I was on Epoch 1 / 100 and 2054 / 20736 iterations when it crashed with this message.

OS: Windows 10
CUDA v10
Tensorflow-gpu 2.0.0
Keras 2.2.4

from tensorflow.keras.models import Sequential
from tensorflow.keras.layers import Dense, Dropout, Activation
from tensorflow.keras.layers import LSTM, SimpleRNN, GRU
from tensorflow.keras.layers import TimeDistributed
from tensorflow.keras.callbacks import EarlyStopping
from tensorflow.keras.callbacks import ModelCheckpoint
from tensorflow.keras.layers import BatchNormalization
from tensorflow.keras.models import model_from_json

Error: ResourceExhaustedError: OOM when allocating tensor with shape[128,8,21] and type float on /job:localhost/replica:0/task:0/device:GPU:0 by allocator GPU_0_bfc [Op:Minimum]

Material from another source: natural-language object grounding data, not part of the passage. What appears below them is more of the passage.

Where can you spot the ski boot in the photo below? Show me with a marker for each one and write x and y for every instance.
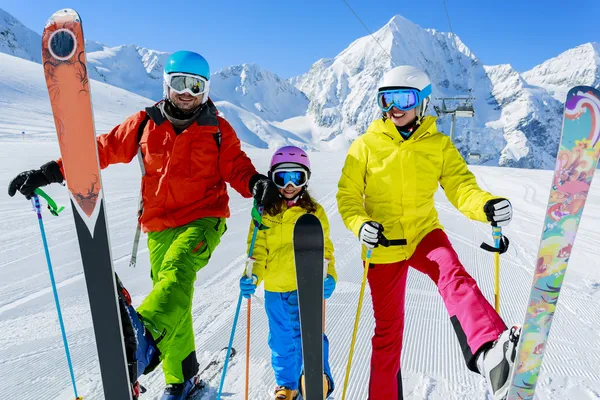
(327, 389)
(497, 364)
(140, 347)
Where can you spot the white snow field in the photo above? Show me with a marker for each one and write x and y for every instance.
(32, 358)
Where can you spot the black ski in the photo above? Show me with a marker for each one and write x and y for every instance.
(309, 251)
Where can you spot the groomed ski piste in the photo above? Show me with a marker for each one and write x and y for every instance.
(32, 358)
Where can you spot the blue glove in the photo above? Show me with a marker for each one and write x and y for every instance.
(248, 285)
(328, 286)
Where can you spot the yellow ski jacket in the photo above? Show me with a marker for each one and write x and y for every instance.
(392, 181)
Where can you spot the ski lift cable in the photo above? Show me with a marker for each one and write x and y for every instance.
(370, 33)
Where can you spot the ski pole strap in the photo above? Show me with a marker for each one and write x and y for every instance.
(385, 242)
(54, 209)
(501, 247)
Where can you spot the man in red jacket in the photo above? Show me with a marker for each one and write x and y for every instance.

My code in relation to the rest of the traceback:
history = model.fit_generator(generator_train,

My model is running now (I decreased the batch size from 128 to 64).

Currently, task manager is reading:
1% utilization
GPU Memory: 5.4 / 22.0 GB
Shared GPU Memory: 0.1 / 16.0 GB
Dedicated GPU memory: 5.3 / 6.0 GB

NVIDIA-SMI reads that no other Processes are using the GPU and 4% utilization.

Low GPU utilization often indicates that your model is bottle-necked by IO and/or CPU preprocessing. This can happen if you are preprocessing data in numpy, for example.

Another possibility is that the GPU is running many small operations. Each GPU kernel launch takes longer than calling a CPU function. For compute-heavy kernels the GPUs higher throughput more than compensates for this initial penalty, but for trivially small kernels it is sometimes better to use a tf.device scope to assign part of the graph to the CPU. For example, the TF feature_columns API tends to generate many tiny operations and is often best assigned to the CPU.

Thanks. I will experiment with that. I tried reinstalling tensorflow-gpu and uninstalling tensorflow but it didn’t seem to do anything.

I am using Jupyter Notebook and running my script using %run *.py

Is there a convenient way to run with CPU vs running with GPU?

My data set is very small for this testing (just making sure the models work) before I open the data flood gates so I wonder if it is due the small kernel size?


You can export the environment variable CUDA_VISIBLE_DEVICES=“” this will hide all GPUs from TensorFlow. To experiment with assigning different parts of your model to the CPU or GPU you will need to use with tf.device() statements instead.

The small data set should not affect overall performance as long as you are running enough iterations to amortize one-time tuning costs at the start of training (usually worth running at least a few hundred batches when collecting performance timings). In particular, the amount of work handled per batch will not change as the data set grows.